How can you falsify the claim “Clinton has a higher chance of winning”?
Alternately:
Silver said “Clinton has a higher chance of winning in 2016” whereas Michael Moore said “Trump has a higher chance of winning in 2016”.
In hindsight, is one of these claims more valid than the other? Because if two contradictory claims are equally valid, then they are both meaningless.
You can’t really falsify the claim “Clinton has a higher chance of winning”, at least the way Nate Silver models it. His model is based upon statistics, and he basically runs a bunch of simulations of the election. In more of these simulations, Clinton won, hence his claim. But we had exactly one actual election, and in the election, Trump won. Perhaps his model is just wrong, or perhaps the outcome matched one of the simulations in his model where Trump won. If we could somehow run the election hundreds of times (or observe what happened in hundreds of parallel universes) then maybe we could see if his model matched the outcome of a statistically significant number of election results. But nevertheless, Nate Silver had a model and statistics to back up his claim.

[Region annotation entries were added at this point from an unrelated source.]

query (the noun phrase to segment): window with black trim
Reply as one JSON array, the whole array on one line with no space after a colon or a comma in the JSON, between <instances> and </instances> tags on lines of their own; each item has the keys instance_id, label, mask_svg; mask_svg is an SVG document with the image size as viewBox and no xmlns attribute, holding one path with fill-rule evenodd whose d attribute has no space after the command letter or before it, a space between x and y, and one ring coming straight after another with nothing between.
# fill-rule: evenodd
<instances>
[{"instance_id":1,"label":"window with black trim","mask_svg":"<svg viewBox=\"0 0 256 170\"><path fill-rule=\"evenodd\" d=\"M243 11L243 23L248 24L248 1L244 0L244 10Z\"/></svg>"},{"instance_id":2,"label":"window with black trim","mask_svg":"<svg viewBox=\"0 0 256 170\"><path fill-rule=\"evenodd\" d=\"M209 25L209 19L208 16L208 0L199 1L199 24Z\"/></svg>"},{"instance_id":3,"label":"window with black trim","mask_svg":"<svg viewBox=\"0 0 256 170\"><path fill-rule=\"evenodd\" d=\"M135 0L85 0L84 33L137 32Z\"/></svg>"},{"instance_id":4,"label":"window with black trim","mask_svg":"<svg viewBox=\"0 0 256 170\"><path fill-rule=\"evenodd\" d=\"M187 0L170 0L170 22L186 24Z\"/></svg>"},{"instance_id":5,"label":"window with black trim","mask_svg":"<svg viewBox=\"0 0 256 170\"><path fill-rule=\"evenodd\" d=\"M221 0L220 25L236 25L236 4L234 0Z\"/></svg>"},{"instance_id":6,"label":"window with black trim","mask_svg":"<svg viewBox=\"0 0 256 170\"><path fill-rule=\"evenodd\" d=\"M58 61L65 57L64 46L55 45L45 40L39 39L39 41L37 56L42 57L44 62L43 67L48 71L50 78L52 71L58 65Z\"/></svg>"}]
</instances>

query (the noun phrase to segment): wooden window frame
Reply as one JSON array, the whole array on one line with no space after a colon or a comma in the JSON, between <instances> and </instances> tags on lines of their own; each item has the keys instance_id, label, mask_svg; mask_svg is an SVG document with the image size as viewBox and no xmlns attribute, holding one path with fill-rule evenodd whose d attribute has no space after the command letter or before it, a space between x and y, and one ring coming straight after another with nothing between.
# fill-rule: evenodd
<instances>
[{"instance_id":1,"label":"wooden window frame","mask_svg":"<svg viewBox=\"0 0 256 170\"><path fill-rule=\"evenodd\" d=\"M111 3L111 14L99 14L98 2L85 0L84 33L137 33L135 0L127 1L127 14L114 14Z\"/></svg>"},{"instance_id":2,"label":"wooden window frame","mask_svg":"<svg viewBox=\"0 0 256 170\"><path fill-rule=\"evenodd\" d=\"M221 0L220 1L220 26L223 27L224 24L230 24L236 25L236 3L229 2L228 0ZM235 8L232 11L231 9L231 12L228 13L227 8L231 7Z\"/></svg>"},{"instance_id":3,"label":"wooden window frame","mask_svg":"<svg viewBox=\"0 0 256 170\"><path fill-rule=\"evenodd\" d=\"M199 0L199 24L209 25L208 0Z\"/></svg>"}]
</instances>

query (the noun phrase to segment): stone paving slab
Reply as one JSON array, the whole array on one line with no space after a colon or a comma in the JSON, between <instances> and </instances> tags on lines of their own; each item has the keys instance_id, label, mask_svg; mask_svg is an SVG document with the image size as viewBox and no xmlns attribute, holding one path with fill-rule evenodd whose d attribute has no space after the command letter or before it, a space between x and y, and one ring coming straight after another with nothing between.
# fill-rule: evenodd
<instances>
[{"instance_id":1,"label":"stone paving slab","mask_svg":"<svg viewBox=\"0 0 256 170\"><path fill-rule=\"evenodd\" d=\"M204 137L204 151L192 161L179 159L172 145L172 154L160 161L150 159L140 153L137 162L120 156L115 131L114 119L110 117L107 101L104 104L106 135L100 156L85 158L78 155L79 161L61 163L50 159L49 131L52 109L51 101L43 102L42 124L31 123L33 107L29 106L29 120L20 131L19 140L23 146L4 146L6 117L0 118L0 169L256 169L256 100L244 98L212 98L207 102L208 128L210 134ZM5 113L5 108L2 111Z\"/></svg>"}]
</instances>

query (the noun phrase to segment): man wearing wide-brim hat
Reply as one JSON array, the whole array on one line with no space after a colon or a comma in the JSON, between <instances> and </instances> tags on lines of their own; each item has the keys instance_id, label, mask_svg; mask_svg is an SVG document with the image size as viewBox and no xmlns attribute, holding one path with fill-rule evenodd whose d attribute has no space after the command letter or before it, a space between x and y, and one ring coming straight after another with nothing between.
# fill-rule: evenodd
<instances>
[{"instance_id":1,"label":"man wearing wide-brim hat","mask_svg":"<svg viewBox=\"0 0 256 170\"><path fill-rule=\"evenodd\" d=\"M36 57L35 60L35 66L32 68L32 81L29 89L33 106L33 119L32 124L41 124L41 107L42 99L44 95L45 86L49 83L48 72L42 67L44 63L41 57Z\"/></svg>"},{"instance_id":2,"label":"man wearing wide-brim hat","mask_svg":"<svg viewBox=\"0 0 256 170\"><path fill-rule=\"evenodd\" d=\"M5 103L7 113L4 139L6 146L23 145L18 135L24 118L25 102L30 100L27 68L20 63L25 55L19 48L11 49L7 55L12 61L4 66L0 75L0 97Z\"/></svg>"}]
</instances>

As for Michael Moore, I’m not sure exactly how he came up with his prediction, but I get the impression it was mostly a gut feeling based upon his observations of what was happening. Nevertheless, Michael Moore still could back up his statement by articulating why he was claiming that and the observations he had made.
Though one crucial difference is still the whole prediction thing. Michael Moore actually made a prediction of a Trump win. Whereas Nate Silver just stated that Clinton had a higher chance of winning, and once again that was not a prediction. So you’re really comparing two different things here.
Silver claimed that Trump had a 28% chance of winning in 2016.
Suppose I built a model that claimed Trump had a 72% chance of winning in 2016.
Given there is only one 2016 election and Trump won it, is there any reason to believe that Silver’s results are better or worse than mine?
Sure, you could present your model and the data it is based upon and everyone could make their judgement.